The 2021 Proceedings
3. The 2021 Defendants submitted proposed orders in these proceedings. By email dated 4 August 2025, Mr Roberts' solicitors advised that FPM had filed a notice of appeal in respect of my findings in the Primary Judgment regarding the quantification of loss and damage, and submitted that, if successful, that would have flow-on consequence on the conclusion reached in my Costs Judgment. The solicitors acknowledged that FPM had not brought an appeal in respect of the orders dismissing the 2023 Proceedings, but contended that my finding as to costs in those proceedings partly rested on conclusions reached as to the 2021 Proceedings, which in turn underpinned FPM's claims made in the 2023 Proceedings.
4. Mr Roberts' solicitors requested that I defer making costs orders until the outcome of FPM's appeal in the 2021 Proceedings is known and submitted that:
"There are two advantages to doing so. The first is that it will obviate the need for an application for a stay. The second is it will, in the event the appeal is successful, permit the basis of the indemnity costs order in the 2023 [P]roceedings to be revisited (whereas otherwise, [FPM] would need to seek leave to appeal in respect of the indemnity costs order in the 2023 [P]roceedings)."
5. Mr Zahra, with whom Mr Turnbull appears for the 2021 Defendants, responds that the Court should not defer entering costs orders until after the determination of the appeal from the 2021 Proceedings, because, relevantly, the Court should determine all of the issues before it at first instance, including costs, and the impact of any appeal on costs in the 2021 Proceedings is a matter for the Court of Appeal. I accept that submission.
6. I do not propose to defer making costs orders to give effect to my Costs Judgment.

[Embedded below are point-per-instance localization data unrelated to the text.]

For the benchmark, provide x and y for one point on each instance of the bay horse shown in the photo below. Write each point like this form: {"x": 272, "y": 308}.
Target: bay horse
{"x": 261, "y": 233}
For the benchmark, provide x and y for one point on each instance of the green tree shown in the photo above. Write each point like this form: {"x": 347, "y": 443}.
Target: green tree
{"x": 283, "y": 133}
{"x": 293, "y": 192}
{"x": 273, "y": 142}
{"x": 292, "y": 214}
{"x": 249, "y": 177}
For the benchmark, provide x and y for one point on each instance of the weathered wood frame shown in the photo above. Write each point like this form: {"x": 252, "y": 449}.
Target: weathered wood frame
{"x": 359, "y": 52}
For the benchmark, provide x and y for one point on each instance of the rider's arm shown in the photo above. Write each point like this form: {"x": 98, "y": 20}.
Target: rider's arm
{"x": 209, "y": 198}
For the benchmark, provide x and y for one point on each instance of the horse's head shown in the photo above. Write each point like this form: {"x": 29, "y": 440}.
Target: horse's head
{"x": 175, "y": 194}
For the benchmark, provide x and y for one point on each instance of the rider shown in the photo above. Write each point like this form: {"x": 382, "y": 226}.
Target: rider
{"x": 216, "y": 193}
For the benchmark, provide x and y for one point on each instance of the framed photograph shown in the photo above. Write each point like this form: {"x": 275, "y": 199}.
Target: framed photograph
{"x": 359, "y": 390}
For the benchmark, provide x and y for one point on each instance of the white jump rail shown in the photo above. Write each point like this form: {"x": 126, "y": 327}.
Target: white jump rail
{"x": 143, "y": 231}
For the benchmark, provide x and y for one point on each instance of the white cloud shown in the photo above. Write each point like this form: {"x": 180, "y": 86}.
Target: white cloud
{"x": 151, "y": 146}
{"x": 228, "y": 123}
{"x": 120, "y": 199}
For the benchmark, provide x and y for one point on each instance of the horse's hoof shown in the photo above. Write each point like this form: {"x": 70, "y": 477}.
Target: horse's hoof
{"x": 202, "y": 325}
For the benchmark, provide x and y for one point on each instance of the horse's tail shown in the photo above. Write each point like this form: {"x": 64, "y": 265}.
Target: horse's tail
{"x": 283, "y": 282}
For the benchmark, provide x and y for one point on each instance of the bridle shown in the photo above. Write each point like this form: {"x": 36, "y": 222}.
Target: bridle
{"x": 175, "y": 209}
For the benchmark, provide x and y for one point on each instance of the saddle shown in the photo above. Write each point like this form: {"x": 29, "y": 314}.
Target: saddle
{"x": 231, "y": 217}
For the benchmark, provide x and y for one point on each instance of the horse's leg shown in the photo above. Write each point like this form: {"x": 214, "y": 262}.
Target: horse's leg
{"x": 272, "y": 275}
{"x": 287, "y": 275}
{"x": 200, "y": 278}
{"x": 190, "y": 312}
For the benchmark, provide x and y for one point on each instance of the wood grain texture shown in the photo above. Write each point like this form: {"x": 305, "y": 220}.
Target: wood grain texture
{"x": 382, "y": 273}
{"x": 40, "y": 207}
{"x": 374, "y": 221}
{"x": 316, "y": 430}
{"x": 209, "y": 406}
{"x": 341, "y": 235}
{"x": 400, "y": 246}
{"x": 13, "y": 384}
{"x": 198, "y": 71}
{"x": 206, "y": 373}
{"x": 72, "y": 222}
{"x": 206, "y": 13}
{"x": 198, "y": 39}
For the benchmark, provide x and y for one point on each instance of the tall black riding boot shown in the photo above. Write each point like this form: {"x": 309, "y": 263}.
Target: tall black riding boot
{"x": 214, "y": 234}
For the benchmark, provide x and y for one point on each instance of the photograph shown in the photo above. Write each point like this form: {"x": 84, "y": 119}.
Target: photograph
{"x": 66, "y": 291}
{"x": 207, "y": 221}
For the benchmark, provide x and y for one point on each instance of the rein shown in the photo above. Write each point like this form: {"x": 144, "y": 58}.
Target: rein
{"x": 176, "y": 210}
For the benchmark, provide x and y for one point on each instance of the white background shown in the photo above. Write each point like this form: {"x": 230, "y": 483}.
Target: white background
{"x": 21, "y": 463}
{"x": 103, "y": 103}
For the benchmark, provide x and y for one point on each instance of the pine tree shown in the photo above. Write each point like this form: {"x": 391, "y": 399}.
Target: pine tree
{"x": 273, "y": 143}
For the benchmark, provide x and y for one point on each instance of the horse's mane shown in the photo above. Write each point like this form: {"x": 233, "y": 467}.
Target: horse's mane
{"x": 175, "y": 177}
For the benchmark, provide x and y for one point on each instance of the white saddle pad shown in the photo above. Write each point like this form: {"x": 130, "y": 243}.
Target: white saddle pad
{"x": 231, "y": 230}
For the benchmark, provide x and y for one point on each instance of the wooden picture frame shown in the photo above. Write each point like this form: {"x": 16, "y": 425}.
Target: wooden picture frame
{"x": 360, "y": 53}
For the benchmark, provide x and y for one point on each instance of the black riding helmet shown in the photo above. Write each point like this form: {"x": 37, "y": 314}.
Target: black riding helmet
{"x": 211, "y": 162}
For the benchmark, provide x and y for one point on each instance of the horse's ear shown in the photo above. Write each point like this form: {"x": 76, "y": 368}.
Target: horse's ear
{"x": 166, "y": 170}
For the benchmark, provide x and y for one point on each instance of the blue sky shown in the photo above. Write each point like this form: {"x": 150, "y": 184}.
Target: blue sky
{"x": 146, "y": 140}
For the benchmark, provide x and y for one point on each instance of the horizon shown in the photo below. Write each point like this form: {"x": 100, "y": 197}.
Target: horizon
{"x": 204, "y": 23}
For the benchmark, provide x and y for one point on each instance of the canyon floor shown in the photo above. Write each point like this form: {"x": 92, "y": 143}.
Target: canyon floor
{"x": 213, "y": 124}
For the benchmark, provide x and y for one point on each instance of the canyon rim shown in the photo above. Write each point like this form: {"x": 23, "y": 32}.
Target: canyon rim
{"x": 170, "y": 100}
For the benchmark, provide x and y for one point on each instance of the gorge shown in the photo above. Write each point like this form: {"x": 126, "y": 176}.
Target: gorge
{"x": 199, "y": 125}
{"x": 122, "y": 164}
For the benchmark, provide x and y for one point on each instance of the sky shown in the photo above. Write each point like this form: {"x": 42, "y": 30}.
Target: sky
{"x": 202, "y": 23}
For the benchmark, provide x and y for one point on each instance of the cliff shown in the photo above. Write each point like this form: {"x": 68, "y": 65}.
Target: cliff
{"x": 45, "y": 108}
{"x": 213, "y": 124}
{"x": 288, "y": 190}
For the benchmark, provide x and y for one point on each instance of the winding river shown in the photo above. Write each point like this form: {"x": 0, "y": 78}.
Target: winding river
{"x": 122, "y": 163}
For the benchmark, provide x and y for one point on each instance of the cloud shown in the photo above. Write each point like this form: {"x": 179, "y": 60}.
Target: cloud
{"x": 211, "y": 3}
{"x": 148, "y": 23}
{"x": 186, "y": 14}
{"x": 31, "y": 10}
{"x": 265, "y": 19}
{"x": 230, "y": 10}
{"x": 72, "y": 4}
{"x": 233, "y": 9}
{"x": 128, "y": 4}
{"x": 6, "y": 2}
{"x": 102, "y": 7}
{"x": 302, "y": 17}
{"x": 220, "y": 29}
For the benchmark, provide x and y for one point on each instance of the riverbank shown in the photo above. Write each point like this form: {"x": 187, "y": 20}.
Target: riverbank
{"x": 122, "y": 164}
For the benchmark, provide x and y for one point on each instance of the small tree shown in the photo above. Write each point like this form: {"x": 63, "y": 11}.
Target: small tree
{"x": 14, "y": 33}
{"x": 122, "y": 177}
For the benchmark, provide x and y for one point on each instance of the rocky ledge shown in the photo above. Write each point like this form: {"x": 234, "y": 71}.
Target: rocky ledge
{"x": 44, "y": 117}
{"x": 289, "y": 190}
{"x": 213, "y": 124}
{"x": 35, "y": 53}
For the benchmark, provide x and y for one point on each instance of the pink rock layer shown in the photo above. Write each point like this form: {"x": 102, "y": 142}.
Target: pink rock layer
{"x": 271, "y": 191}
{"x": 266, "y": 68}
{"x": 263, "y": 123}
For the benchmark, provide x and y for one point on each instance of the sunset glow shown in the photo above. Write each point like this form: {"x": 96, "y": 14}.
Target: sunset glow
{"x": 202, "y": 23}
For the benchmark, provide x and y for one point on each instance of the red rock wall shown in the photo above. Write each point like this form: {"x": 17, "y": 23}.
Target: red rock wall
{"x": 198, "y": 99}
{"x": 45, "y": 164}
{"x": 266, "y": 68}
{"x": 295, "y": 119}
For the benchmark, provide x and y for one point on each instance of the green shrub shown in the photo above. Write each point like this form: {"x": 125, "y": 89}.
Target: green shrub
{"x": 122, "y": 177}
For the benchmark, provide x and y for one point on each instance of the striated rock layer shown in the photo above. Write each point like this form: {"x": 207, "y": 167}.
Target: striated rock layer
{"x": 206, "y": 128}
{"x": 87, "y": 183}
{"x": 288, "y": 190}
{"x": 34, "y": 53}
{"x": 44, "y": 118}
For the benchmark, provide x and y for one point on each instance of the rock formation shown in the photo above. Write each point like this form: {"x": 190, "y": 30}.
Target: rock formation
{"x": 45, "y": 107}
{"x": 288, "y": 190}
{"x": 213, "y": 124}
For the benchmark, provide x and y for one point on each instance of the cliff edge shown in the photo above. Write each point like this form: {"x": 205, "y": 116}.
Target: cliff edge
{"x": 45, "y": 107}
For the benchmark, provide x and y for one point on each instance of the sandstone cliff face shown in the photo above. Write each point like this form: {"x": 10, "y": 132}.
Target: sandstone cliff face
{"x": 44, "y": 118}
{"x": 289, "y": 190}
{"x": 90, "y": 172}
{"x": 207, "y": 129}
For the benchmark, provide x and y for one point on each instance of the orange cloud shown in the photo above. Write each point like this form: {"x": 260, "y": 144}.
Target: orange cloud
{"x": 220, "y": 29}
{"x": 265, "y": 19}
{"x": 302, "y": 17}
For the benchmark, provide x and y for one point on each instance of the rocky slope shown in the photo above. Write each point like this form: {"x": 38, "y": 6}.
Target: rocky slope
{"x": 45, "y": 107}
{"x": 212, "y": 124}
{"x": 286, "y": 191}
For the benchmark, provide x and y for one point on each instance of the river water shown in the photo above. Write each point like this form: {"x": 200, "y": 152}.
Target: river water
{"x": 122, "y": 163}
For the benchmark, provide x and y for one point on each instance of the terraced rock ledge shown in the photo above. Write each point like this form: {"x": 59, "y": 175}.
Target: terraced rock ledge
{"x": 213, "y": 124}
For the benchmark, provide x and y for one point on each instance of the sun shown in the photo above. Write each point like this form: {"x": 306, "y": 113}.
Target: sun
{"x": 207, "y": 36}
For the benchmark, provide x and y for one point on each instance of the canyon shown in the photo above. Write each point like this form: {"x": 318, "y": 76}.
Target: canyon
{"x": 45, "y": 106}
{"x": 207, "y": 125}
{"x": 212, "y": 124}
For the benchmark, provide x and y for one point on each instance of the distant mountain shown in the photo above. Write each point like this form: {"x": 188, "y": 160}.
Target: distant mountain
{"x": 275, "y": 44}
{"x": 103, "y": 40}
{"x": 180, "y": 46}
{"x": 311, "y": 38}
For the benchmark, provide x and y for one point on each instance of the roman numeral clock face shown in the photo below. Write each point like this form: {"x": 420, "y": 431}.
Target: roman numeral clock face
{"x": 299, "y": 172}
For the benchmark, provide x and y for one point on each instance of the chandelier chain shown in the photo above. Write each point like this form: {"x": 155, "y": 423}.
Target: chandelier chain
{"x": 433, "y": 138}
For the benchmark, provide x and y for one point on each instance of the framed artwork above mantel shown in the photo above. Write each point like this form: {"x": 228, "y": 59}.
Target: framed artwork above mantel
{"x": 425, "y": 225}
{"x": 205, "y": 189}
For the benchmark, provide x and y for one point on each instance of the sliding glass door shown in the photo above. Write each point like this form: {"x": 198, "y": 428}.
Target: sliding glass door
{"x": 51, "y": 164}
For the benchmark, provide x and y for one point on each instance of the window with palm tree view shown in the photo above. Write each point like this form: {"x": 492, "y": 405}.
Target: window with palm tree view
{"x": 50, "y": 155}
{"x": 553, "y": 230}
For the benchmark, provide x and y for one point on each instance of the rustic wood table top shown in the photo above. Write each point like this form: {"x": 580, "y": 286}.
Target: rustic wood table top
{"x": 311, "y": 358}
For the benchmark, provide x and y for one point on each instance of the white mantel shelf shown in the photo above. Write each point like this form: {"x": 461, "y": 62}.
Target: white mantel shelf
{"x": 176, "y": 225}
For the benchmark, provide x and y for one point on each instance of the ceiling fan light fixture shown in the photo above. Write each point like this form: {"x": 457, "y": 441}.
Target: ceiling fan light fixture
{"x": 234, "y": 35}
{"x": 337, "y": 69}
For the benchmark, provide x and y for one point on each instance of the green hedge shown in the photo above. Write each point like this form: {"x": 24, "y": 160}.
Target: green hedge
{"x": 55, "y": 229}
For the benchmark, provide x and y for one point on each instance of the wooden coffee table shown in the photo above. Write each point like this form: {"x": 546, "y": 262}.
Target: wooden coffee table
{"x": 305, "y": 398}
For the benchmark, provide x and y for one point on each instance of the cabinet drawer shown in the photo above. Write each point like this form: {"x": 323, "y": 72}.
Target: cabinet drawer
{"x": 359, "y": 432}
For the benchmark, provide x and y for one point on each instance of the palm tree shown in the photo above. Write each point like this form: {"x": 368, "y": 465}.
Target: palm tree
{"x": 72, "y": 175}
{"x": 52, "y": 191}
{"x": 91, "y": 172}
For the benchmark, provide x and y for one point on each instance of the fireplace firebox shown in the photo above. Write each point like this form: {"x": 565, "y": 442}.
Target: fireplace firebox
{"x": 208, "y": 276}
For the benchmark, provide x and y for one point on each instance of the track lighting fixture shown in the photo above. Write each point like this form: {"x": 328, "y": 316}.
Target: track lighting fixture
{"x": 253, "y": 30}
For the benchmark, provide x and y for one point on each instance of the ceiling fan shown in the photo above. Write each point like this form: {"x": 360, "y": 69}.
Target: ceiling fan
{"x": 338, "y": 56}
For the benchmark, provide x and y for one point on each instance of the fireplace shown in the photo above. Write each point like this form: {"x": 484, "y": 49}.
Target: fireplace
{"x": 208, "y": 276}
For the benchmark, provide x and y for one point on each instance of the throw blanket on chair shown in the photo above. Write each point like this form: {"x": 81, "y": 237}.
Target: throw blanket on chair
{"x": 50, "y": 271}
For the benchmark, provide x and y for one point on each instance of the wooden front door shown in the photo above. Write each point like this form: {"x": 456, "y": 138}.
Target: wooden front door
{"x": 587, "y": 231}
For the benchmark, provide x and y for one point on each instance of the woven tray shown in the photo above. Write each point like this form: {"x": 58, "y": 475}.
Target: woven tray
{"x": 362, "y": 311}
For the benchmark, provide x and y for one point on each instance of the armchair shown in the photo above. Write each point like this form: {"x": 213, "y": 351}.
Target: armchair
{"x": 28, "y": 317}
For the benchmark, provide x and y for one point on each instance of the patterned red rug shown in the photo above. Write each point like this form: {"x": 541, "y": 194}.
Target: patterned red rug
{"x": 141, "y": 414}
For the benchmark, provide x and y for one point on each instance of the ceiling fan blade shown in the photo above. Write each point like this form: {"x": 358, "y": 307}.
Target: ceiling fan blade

First, those orders are necessary to complete the proceedings at first instance and, to the extent they are affected by any decision of the Court of Appeal, that Court may then vary them or remit the matter to first instance if it considers it appropriate to do so. Second, it would not be appropriate to defer making costs orders at first instance, into the indeterminate future, where that has the substantive effect of a stay of those orders, where FPM has not sought to establish, or established, a basis for such a stay.
7. Turning now to the prosed orders, order 1 proposed by the 2021 Defendants in the 2021 Proceedings gives effect to the conclusion which I reached in paragraph [36] of my Costs Judgment. Proposed order 2 provides for the costs of a defendant in the proceedings, Fumar Pty Ltd, which has since been deregistered. I will not make that order since that Defendant cannot seek that order where it is deregistered and an order cannot be made in its favour where it has no legal existence.
8. The 2021 Defendants also submit they should have their costs of the costs application, where they succeeded in obtaining an order for indemnity costs for the substantial part of the proceedings, although they failed in obtaining a third party costs order against Mrs Roberts. They submit that more of the time of the costs application was devoted to the question of indemnity costs, although it does not follow that that was the position as to the work done in preparation for the application, and it is apparent that significant investigations were undertaken as to issues concerning Mrs Roberts' role in funding the proceedings. On balance, it seems to me that the parties achieved a mixed result in the costs application in the 2021 Proceedings and I will make no order as to the costs application as between FSG and the 2021 Defendants.